Net saving is the difference between current revenues and current expenditures. It is the fiscal balance without taking into account capital expenditures, such as investment expenditure or capital transfers. Net saving is associated with the “golden rule” of public finance, which advocates that, over the course of an economic cycle, current expenditures should be fully paid for by current revenues. This rule implies that public debt should only be issued to pay for investments which promote growth. Operating in accordance with this rule helps governments maintain a sustainable fiscal stance.
In 2019, 21 of 36 OECD countries recorded positive general government net savings, although the OECD average was -2.3% of GDP. Net savings worsened substantially in 2020. Among the 26 OECD countries for which data are available, 24 had negative net savings in 2020, and all had lower net savings than in 2019. This sharp fall was due to high levels of current expenditure and falling tax revenues caused by the COVID-19 crisis. Among countries with data available, the United Kingdom (-10.4% of GDP) and Spain (-10.1% of GDP) had the lowest net savings rates in 2020. Only Denmark (1% of GDP) and Norway (0.1% of GDP) recorded positive net savings.
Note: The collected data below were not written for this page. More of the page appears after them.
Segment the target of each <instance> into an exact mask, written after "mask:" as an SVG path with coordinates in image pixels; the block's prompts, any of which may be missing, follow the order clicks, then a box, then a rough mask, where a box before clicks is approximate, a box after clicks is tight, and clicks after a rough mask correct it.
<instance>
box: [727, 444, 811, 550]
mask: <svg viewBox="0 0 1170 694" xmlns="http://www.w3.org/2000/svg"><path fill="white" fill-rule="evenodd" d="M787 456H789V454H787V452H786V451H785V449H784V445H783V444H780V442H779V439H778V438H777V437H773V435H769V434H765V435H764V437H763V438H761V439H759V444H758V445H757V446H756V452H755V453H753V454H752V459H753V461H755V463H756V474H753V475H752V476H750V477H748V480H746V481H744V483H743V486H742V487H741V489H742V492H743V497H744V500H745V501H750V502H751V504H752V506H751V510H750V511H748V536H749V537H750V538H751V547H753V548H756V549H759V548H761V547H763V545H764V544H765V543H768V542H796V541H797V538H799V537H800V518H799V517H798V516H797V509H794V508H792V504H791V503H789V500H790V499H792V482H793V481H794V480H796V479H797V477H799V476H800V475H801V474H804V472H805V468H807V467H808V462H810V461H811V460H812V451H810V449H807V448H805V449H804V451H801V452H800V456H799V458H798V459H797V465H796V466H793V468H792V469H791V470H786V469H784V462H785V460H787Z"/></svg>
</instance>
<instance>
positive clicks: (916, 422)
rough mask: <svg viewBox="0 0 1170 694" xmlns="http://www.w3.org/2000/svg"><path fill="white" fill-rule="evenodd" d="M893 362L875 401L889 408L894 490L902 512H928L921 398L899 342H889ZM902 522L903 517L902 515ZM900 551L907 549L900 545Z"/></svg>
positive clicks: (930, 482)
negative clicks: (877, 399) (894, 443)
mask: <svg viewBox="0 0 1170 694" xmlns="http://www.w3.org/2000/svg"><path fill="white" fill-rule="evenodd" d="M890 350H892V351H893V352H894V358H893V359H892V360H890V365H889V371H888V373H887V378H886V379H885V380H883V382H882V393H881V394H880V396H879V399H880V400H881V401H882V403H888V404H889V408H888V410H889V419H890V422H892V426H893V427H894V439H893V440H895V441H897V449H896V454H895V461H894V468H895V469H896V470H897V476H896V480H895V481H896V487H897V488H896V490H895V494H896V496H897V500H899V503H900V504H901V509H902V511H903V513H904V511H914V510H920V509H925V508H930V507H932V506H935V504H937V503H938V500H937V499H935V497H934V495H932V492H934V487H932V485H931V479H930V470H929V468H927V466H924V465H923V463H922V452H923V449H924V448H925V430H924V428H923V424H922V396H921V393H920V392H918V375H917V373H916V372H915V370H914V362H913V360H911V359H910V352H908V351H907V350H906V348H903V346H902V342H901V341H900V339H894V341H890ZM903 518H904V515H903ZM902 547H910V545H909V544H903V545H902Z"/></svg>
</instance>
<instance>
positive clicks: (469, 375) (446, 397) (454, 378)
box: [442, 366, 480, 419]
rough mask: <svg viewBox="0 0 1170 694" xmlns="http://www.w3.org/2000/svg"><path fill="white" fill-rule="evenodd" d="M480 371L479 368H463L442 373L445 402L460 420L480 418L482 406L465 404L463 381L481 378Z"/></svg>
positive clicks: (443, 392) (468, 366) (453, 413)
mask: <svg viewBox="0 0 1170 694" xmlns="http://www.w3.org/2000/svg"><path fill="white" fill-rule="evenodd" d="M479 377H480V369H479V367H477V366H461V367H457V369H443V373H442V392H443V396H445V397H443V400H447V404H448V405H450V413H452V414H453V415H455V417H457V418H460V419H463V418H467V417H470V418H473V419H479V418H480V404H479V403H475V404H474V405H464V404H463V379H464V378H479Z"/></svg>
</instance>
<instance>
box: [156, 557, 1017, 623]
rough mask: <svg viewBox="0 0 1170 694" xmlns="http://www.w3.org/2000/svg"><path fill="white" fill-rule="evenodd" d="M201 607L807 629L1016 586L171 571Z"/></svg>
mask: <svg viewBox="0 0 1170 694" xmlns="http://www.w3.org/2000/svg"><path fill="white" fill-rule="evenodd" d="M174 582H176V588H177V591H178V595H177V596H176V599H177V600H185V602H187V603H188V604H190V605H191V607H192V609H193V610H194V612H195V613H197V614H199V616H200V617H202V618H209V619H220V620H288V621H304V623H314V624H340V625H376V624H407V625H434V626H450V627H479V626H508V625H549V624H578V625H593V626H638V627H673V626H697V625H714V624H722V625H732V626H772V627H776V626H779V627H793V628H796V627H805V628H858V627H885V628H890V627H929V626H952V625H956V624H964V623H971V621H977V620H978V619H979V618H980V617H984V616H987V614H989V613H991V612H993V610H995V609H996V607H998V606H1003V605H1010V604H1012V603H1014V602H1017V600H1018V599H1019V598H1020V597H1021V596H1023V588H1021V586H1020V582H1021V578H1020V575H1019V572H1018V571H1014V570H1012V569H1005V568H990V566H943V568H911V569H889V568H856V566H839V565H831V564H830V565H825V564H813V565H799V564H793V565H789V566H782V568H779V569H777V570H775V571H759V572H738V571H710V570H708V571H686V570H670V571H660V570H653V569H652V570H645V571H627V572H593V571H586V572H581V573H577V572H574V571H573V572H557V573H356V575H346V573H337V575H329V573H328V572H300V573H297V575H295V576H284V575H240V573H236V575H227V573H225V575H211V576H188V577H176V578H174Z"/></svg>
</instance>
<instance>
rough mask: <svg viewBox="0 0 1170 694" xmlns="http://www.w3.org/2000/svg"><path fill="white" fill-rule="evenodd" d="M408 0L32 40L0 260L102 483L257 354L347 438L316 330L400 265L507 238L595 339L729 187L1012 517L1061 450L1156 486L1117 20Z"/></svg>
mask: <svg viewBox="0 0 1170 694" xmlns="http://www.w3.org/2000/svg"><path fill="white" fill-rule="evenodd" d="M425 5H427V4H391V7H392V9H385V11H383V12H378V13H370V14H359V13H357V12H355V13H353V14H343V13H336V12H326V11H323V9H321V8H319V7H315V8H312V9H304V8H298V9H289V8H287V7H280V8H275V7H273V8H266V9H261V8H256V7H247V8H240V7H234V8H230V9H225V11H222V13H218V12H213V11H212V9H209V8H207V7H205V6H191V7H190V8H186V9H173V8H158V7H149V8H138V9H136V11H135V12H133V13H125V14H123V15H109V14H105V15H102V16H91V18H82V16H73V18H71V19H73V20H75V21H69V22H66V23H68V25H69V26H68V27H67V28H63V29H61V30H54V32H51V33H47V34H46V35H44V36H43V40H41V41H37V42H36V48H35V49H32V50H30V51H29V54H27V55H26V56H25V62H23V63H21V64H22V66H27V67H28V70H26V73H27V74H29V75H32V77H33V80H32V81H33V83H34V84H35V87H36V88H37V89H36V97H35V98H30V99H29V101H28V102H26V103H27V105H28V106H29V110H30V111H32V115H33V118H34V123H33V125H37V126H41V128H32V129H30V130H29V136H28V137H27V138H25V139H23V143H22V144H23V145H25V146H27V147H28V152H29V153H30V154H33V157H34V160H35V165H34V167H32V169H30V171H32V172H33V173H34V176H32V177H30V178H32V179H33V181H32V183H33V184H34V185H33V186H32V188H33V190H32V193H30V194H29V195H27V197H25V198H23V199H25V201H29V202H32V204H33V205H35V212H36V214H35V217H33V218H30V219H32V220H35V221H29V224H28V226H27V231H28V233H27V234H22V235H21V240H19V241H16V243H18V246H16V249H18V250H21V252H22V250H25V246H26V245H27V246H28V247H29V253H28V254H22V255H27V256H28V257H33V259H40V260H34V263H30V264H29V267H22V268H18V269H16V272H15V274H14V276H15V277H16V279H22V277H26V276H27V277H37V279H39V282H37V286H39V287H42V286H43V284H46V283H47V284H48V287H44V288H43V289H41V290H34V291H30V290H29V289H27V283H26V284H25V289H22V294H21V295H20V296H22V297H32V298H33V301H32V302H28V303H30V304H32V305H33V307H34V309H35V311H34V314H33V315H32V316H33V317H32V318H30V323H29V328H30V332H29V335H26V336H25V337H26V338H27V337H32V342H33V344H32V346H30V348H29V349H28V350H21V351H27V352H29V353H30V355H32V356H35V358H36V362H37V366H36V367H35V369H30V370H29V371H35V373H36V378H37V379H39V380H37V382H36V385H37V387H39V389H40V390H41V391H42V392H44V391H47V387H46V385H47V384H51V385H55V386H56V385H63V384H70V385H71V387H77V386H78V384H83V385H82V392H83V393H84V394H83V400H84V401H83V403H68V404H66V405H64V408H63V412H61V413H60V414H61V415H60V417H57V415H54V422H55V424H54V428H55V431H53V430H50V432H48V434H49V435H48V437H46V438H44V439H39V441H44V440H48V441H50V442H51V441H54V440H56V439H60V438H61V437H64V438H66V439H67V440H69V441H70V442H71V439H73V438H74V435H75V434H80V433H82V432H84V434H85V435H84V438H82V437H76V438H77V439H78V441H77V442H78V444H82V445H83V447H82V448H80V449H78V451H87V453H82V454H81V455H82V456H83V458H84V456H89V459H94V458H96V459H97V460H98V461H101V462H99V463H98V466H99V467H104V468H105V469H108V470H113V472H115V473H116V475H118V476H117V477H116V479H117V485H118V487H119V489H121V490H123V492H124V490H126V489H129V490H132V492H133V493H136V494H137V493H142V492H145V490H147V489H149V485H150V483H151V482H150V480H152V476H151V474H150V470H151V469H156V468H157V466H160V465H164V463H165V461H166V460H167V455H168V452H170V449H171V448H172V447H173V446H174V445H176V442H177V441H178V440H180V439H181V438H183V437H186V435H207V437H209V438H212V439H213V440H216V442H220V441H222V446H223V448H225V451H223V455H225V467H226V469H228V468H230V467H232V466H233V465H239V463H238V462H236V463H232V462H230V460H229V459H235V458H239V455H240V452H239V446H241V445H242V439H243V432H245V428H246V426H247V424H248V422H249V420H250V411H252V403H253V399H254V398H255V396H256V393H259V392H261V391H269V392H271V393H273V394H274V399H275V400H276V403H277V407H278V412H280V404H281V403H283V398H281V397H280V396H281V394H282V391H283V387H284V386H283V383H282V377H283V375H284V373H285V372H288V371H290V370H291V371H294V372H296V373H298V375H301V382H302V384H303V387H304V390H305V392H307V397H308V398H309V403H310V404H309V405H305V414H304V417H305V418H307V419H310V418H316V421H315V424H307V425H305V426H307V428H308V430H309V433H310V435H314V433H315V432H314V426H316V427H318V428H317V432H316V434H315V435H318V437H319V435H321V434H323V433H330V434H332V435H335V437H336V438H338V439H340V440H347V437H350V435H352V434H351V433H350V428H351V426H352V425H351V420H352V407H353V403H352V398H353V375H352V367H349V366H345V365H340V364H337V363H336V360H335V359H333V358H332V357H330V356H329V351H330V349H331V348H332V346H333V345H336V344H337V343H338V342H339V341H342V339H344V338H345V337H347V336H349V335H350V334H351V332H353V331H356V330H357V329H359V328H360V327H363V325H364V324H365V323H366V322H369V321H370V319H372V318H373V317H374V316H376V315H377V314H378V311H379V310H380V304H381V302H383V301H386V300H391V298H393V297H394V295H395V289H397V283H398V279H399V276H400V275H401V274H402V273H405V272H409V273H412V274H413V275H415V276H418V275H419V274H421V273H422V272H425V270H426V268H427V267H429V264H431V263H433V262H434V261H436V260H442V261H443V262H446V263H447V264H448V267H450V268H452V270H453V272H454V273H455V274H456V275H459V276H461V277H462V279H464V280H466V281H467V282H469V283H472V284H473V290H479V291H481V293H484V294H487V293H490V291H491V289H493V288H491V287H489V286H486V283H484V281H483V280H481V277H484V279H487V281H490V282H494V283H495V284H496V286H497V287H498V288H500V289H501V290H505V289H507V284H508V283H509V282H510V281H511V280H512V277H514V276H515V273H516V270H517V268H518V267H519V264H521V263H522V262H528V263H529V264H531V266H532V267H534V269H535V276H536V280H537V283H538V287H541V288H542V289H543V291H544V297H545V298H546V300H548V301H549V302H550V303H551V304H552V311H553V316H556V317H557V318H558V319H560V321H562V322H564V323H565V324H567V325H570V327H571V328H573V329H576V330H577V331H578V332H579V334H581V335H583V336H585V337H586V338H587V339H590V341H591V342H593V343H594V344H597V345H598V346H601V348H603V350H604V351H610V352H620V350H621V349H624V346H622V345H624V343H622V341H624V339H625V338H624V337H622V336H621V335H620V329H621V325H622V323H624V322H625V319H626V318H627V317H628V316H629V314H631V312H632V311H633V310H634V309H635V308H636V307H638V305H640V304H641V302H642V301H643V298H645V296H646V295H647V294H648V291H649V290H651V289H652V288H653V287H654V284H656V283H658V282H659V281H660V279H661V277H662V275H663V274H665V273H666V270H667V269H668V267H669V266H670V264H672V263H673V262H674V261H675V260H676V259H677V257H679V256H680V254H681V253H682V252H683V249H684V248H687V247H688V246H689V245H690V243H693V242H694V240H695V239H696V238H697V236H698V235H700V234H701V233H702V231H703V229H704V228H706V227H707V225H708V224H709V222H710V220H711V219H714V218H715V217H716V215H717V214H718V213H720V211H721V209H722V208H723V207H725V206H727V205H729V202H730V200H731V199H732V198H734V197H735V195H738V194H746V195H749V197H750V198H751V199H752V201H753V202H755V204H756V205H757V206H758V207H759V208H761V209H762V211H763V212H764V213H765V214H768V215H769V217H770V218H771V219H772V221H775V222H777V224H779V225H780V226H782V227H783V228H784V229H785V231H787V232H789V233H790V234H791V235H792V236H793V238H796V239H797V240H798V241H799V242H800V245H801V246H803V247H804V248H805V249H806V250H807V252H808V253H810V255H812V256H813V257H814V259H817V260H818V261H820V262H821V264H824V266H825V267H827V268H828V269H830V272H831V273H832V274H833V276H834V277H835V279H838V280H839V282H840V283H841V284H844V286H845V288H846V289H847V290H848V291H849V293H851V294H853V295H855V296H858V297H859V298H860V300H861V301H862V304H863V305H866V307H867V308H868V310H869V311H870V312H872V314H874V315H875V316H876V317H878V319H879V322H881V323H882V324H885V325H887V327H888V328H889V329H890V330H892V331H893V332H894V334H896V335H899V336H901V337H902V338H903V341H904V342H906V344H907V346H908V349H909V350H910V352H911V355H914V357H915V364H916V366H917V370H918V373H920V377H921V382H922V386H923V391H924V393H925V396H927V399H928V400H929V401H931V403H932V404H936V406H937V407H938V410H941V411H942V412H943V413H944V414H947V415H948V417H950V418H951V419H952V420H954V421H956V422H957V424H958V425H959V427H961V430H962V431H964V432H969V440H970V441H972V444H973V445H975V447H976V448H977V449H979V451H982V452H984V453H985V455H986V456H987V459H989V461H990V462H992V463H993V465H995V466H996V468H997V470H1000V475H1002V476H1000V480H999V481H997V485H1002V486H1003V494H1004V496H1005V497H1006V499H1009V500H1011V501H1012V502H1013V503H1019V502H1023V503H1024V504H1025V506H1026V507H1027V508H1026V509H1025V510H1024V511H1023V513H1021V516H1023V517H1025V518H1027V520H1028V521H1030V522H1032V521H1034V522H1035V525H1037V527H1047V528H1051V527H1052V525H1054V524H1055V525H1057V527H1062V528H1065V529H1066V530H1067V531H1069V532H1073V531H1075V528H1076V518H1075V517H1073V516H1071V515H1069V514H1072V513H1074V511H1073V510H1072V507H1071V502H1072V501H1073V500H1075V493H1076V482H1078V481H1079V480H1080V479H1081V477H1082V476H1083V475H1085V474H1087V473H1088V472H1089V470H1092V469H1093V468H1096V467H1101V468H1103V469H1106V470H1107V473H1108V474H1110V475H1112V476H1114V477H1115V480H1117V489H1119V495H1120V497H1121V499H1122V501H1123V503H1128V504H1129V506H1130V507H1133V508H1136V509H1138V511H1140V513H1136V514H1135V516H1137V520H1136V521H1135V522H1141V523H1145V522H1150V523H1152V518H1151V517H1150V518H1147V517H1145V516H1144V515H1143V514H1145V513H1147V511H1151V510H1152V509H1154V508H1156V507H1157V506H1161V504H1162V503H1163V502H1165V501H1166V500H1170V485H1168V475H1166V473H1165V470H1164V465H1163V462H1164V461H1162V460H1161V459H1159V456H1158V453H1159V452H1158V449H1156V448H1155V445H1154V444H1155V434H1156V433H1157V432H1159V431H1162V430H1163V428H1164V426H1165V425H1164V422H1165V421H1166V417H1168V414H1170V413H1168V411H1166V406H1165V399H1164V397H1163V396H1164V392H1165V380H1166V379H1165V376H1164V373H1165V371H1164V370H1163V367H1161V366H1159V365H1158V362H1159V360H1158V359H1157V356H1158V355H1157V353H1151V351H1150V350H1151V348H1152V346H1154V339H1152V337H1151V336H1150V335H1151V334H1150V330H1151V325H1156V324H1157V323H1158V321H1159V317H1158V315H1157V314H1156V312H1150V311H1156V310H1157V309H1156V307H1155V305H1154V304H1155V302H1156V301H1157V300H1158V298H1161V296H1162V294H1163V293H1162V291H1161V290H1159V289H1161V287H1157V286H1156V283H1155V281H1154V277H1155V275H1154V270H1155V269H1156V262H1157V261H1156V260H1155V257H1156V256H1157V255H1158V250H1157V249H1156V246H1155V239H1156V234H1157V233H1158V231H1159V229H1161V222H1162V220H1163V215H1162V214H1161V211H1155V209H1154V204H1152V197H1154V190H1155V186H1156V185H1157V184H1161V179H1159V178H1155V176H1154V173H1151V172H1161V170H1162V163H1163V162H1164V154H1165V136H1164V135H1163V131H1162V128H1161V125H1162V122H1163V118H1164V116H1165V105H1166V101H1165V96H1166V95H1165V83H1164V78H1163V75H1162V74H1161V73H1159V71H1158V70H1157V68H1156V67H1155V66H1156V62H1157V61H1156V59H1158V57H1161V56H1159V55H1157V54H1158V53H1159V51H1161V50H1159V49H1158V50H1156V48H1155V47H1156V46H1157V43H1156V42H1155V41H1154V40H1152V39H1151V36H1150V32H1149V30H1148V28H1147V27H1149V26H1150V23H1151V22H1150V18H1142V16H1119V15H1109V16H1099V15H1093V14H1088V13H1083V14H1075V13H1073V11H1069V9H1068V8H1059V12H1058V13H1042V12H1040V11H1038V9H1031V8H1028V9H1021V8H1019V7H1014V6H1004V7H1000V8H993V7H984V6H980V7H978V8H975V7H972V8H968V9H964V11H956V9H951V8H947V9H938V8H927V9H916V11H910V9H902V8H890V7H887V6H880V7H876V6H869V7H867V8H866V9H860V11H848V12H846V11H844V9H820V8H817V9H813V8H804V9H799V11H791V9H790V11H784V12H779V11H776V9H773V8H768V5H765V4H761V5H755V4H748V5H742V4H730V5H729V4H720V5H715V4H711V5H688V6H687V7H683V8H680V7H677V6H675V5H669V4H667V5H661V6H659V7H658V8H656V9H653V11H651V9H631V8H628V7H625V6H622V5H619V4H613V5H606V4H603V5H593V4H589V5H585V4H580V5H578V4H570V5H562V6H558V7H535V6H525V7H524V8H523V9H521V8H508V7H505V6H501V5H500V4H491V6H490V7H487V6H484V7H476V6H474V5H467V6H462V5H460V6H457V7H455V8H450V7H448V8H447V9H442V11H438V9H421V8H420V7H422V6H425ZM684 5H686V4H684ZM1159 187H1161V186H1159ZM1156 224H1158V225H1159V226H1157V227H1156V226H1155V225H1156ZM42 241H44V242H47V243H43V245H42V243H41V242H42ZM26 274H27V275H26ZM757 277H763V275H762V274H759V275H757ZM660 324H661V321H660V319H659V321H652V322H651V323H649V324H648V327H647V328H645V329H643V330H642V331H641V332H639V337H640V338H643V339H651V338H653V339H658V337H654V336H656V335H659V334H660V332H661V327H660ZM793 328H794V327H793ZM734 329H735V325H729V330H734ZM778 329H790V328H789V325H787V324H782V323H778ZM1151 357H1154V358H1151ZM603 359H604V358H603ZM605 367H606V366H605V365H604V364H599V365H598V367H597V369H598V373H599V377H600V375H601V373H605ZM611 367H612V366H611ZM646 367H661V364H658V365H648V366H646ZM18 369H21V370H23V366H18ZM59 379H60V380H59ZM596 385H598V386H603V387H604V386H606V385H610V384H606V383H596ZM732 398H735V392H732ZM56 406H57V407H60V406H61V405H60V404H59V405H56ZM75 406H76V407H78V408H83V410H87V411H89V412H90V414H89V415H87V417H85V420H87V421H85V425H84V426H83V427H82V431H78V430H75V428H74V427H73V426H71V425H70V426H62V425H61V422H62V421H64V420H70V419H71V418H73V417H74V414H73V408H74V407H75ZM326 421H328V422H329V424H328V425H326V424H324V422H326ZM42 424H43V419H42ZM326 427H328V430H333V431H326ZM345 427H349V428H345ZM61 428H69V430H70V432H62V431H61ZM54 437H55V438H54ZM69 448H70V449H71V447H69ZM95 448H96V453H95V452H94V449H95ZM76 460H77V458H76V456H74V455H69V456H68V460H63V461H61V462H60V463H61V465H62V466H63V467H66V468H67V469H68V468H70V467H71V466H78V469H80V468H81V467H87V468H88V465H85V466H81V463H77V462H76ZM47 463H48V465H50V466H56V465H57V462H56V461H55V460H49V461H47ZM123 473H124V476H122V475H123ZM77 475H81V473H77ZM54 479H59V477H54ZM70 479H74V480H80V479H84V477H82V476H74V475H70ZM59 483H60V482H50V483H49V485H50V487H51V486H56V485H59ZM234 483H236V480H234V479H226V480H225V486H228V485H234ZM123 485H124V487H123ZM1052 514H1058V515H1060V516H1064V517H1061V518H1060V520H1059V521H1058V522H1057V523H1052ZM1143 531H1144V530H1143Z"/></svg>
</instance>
These were the two countries with the highest net savings in 2019, and both were able to maintain positive net savings in 2020 while still providing sizeable fiscal policy responses to COVID-19 (Figure 2.3). Denmark entered the crisis on a strong economic footing. Norway maintains a fiscal rule under which revenues from offshore petroleum production (i.e. withdrawals from the Norwegian Wealth Fund) can only cover the non-oil budget deficit up to a ceiling. COVID-19 has been a major shock to public finances, and, as with fiscal balances, it is appropriate to maintain negative net savings in order to fund the crisis response. However, maintaining the golden rule over the course of the economic cycle implies future net savings will be needed to offset the resulting net dissaving.
The difference between government net savings and government net lending/borrowing (i.e. the fiscal balance) indicates the size of general government capital expenditures. These may be either government investment expenditures or outflows caused by capital transfers, e.g. to publicly owned enterprises or financial institutions. In 2019, average national savings in OECD countries were -2.3% of GDP, while the average budget deficit was -3.2% of GDP. This implies average government capital expenditures across the OECD were 0.9% of GDP. In 2020, 23 out of 26 countries for which data are available are estimated to have increased national investment (Figure 2.4). This is not necessarily a reaction to COVID-19. Some of the increase may reflect extra investment in infrastructure in critical areas, such as health or IT, or spending to stimulate the economy. However, it is likely that some of the apparent increase is due to public investment levels being held constant in 2020 while GDP fell (for instance if governments were partway through multi-year investment projects, such as major infrastructure projects), or because investment simply fell more slowly than GDP.